If using Glycan Assignment in PTM-Shepherd:
- Observed Modifications: contains the assigned glycan composition from PTM-Shepherd
- Assigned Modifications: the mass and location glycan assigned will also be written to the Assigned Modifications column by PTM-Shepherd to enable processing by quant tools.
- Glycan Score: contains the score associated with the glycan composition (higher is better). Scores may be negative, particularly if using higher energy fragmentation that reduces the number of glycan fragment ions present.
- Glycan q-value: contains the q-value (FDR) associated with the glycan assignment. Use this column to filter glycoPSMs to a desired FDR level (e.g., q < 0.01 for 1% FDR)
- MSFragger localization: contains the localized site of the glycan if localize_delta_mass was enabled in MSFragger. Peptide sequence is printed in capital letters with the determined location as a lower case letter. If multiple locations are possible (ambiguous localization), multiple residues may be lower case. NOTE: in cases of ambiguous localization, when writing glycans to assigned modifications for quantitation, the first allowed site will be used as the site for site-level quantitation.
If using O-Pair localization:
- Assigned Modifications: the mass and location of glycans found by O-Pair will be written to Assigned Modifications to allow for quantitation of glycopeptides. NOTE: unlocalized glycans will be placed on the first available site. Use the Confidence Level column to filter confidently localized glycans.
- O-Pair Score: Localization score from O-Pair
- Number of Glycans: Number of glycans on the peptide determined by O-Pair localization
- Total Glycan Composition: Summed composition of all glycans present at all sites (H=Hex, N=HexNAc, A=NeuAc, etc.)
- Glycan Site Composition(s): The compositions of individual glycans determined by O-Pair
- Confidence Level: Confidence in the localization for this PSM. Level 1 means all glycans localized, Level 1b means all glycans localized by process of elimination (rather than direct fragment ion evidence), Level 2 means some glycans localized but not all, Level 3 means no glycans localized.
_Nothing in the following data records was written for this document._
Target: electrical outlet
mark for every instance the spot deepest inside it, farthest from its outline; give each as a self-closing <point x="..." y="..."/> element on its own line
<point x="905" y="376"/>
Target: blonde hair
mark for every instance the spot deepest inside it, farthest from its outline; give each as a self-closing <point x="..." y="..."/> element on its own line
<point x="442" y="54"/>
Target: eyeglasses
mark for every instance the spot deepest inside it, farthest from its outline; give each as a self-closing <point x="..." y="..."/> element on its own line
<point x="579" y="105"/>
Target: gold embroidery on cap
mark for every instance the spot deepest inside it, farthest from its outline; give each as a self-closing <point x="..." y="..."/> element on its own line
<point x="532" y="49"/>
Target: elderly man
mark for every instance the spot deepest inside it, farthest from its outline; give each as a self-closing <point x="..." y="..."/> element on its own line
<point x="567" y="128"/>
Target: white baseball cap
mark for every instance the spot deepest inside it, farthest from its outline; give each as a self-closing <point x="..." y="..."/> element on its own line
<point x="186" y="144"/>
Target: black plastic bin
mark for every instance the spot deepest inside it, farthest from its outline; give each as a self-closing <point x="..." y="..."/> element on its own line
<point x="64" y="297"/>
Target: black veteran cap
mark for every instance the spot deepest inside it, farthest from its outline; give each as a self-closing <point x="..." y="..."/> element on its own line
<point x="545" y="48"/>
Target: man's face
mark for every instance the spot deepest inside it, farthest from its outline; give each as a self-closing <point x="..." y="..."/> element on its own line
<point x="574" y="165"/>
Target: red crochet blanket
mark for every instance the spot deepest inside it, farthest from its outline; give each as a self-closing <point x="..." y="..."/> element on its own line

- Site Probabilities: Each localized glycan is shown here in the format (position, composition, probability). Position refers to position in the peptide, composition is the monosaccharide makeup, and probability is the O-Pair localization probability for that glycan.
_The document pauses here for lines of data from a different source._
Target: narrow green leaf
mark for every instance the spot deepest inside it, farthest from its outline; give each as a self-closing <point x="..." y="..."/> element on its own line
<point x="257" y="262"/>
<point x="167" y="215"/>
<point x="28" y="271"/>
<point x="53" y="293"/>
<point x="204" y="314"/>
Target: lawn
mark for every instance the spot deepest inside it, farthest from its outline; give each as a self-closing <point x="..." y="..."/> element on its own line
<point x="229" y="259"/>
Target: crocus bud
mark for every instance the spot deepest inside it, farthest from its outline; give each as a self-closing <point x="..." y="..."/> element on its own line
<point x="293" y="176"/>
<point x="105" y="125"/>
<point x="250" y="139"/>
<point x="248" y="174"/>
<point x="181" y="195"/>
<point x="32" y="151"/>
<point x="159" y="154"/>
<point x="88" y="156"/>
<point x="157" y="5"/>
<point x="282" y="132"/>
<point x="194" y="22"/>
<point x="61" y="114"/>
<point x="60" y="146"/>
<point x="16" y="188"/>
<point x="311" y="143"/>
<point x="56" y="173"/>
- 138/144 Ratio: ratio of 138 to 144 oxonium ions, can be useful for distinguishing types of glycans
- Paired Scan Num: The PSM table shows the information (scan number, RT, etc) of the collisional activation scan. The Paired Scan Num column shows the scan number used for localization by O-Pair.
IonQuant: If enabled, IonQuant will read assigned glycans from PTM-Shepherd and use for LFQ analysis. Glycan information will be saved to peptide/protein summary tables for each experiment.
TMT-Integrator: If performing TMT analysis, reports summarizing the TMT results can be found in the “tmt-report” folder. For glyco searches, the multi-mass reports summarize the results by peptide sequence and glycan composition. All other reports are as in typical searches (see this page for details). TMT-reports can be loaded directly into many downstream analysis tools (such as Perseus) for further analysis.